The new policy comes into force in January and replaces the old guidelines set in 2018, which allowed trans women to compete against females if they had suppressed their testosterone.
‘We concluded that triathlon is a gender-affected sport and that means that athletes who were born male have an advantage over athletes who were born female and this advantage is significant in swim, bike and run,’ said British Triathlon chief executive Andy Salmon. ‘We also concluded that physiological advantages are retained by testosterone suppression.
‘The new policy will require two categories – a female category, which will be open to athletes who are female sex at birth, and an open category, which will be open to all athletes, including men and transgender athletes.
British Triathlon have banned all transgender women from competing in female events. Pictured are Team France’s athletes at the World Triathlon Series event in Leeds last month
The ban will be in place from January, in both elite level competitions and grassroots
FINA, swimming’s world governing body, announced on June 19 that athletes who had been through any part of male puberty would be barred from elite female competition. Instead the sport will now seek to create an ‘open’ category for transgender female competitors.
British Triathlon, meanwhile, have applied their ban – from January 2023 – to both elite and grassroots levels of the sport.
Triathlon’s ban applies to any athlete who was ‘born male’.
‘For international competition, only athletes who are female sex at birth will be eligible to represent Great Britain, England, Scotland or Wales in female competition.
‘We believe this is the right policy for our sport in Great Britain. We are incredibly proud and precious about our tradition, and our key principle of gender equity, and that is why fairness in our sport is so important.
‘We have taken strong legal advice and believe our policy is legally robust.’
The new rules – which follow a survey of members earlier this year, including 16 trans athletes – will be enforced in any ‘competitive event’ at all levels, meaning races which have timings and results for athletes over the age of 12.
British Triathlon’s announcement comes a week after Culture Secretary Nadine Dorries called a trans summit, urging all sports governing bodies to ban trans athletes from competing against women.
And it follows the decision of swimming’s world governing body, FINA, to bar trans women who had been through male puberty from competing against females in international races.
‘This is a subject that many, many governing bodies are in discussion on and considering what to do about,’ said Salmon.
The announcement comes a week after Nadine Dorries called for the ban to be made
Transgender swimmer Lia Thomas has been the subject of controversy over the last six months, and FINA last month banned trans females from competing in international races
‘I think that the entire sporting system will focus on doing what’s right, just like we have.’

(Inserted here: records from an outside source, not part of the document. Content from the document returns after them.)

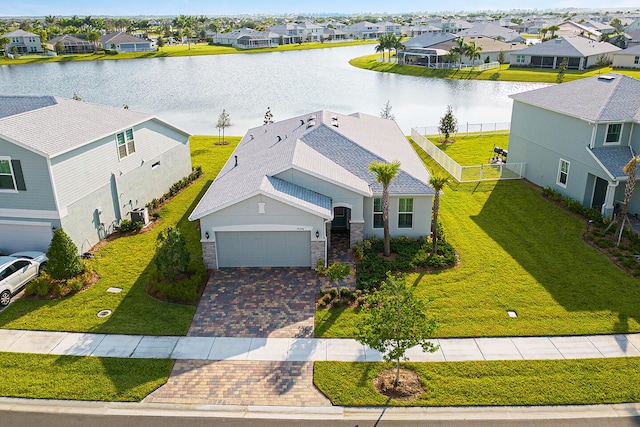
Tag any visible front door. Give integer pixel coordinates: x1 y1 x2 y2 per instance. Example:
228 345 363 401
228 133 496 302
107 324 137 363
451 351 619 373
591 177 609 211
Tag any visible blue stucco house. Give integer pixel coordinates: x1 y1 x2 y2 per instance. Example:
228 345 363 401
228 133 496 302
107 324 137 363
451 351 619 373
189 111 434 268
0 96 191 253
509 73 640 216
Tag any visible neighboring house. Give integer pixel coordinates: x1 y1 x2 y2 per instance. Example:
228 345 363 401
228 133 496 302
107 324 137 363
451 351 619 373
211 28 280 49
2 30 42 55
547 21 602 40
397 33 522 68
100 31 155 52
509 73 640 216
613 44 640 69
47 35 96 53
342 21 401 40
456 23 524 43
402 32 458 49
189 111 434 268
0 96 191 253
582 21 616 35
268 24 305 44
510 36 620 70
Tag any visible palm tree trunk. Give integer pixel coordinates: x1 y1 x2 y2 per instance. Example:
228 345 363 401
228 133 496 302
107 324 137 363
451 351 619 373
431 194 440 254
382 191 391 257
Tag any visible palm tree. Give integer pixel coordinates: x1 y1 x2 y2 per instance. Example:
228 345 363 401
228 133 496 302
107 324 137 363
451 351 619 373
389 35 404 63
429 175 449 254
449 37 469 70
467 42 482 71
615 156 640 246
540 27 549 40
376 34 389 62
0 36 11 56
369 160 400 257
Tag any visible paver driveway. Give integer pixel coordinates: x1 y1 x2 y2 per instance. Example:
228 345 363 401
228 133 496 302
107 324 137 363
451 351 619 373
188 268 326 338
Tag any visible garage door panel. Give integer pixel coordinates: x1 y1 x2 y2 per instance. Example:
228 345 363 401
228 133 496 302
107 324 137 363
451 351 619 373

The row over transgender athletes in sport has escalated in recent months following the cases of America’s Lia Thomas in swimming and Britain’s Emily Bridges in cycling – two of the three disciplines that make up triathlon.
Salmon said he was ‘not aware’ of any elite level transgender triathletes in Britain – but he added: ‘We didn’t want to be a governing body that waited for that to be a problem before we tried to fix it.
‘We don’t know what’s going to happen tomorrow or the next day, and we wanted to be ready for that day.’